The fact that Nobel, the inventor of dynamite, died in 1896 meant that the prizes were defined just a wee bit before the IT industry really exploded. After all, the Computer History Museum's official timeline doesn't even start until 1939.
So, if IBM, Google, Apple or some other deep-pocketed tech company wanted to make a big donation along the lines of what Sweden's central bank did in 1968, maybe it could sway the Nobel Foundation to add a prize. But it most likely wouldn't be officially called a Nobel Prize.
Meanwhile, IT/computing/telecom innovators haven't been completely ignored by the Nobel Foundation. The Nobel Prize in Physics for 2009, for example, went in part to Charles Kuen Kao, sometimes called the Father of Fiber-optic Communications.
Without an official Nobel Prize in Computing, the IT industry is left with de facto Nobel Prizes in computing and communications and engineering , such as the Association of Computing Machinery's (ACM) A.M. Turing Award , the National Academy of Engineering's Charles Stark Draper Prize and the Marconi Society's Marconi Prize. All of these organizations are known to refer to their awards as "the Nobel Prize in..." and are more than happy to have others refer to their prizes that way, too. Though the ACM and Marconi Society acknowledge they'd prefer to see an actual Nobel Prize devoted to computing and/or communications.
In fact, the ACM reportedly approached the Nobel Foundation with an offer to bankroll such a prize, but was turned down.
"I would certainly like to see . I'd love to have something that the public recognizes," says Jim Horning, an accomplished computer scientist who is co-chair of the ACM's Awards Committee. "We think the quality of our award is comparable, but the word 'Nobel' adds its own cachet."
The 2010 A.M. Turing Award, which comes with a $250,000 prize, went to Leslie Valiant, a versatile Harvard University computer scientist whose work has influenced everything from artificial intelligence to distributed computing.
Internet architect and current Google Chief Internet Evangelist Vint Cerf, who chaired the 2010 Turing Award committee, says he'd like to see a Nobel Prize in Computing because even the top awards that recognize great achievements in mathematics, computing and engineering don't get nearly the same amount of visibility in the general population as do Nobels. "The Nobel Prizes are so well known and the 'laureate' label sticks - giving the recipient a kind of career label that no other prize does." (More from Cerf here)

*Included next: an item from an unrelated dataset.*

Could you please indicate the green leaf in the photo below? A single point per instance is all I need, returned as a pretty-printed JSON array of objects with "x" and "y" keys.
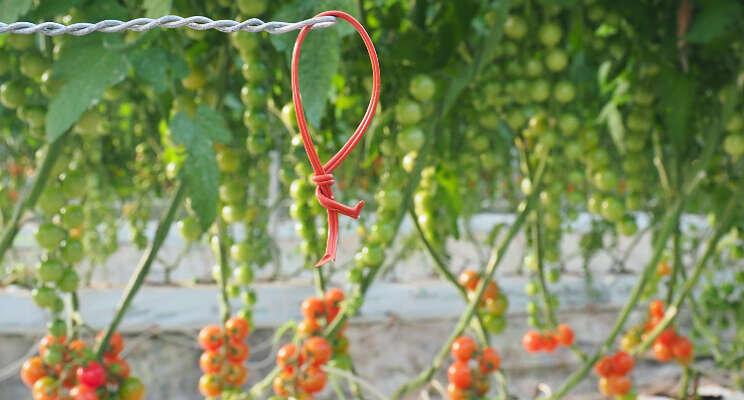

Bruce Wooley, professor of electrical engineering at Stanford University and chair of the 2011 IEEE Awards Board, says he too would love to see a Nobel Prize in Computing. "I think there should be an award," says the research staff member at Bell Labs. "Engineering is more of a creative process than traditional science, even though it can include engineering."
Marconi Society Executive Director Hatti Hamlin says she would also like to see a Nobel Prize in computing.
"A number of the people honored with a Marconi Prize or by the IEEE will never qualify in the categories that Nobel currently honors," she says. "A guy like Andrew Viterbi ...his impact is undeniable. He developed the underlying operating system for the most prevalent cell phone networks in the world."
John Hollar, president and CEO of the Computer History Museum in Mountain View, Calif., says, "It's interesting to wonder if Alfred Nobel, were he alive today, would he see computing in the same way as the pure sciences for which there are Nobel Prizes. ... If you look at the rationale Nobel used when he created prizes to honor endeavors that bring the world together in a peaceful way and move humanity forward, computing certainly fits that desire."
Ethernet inventor Bob Metcalfe, who has piled up many awards including a Marconi Prize and National Medal of Technology, says there are enough Nobel Prizes already - he's been less than impressed by some recent Nobel Peace Prize recipients. "The Turing Award is good enough - just increase the prize to $1M."
For those who do want to see the computing industry honored by Nobel, there is at least this bit of hope in 2011: Reportedly, the Internet/Web and some of its pioneers such as Tim Berners-Lee and Vint Cerf, along with WikiLeaks, have been nominated for the Nobel Peace Prize. (Nobel nominations are kept confidential for a period of 50 years by the Nobel Foundation, though some individual voters have revealed their picks.)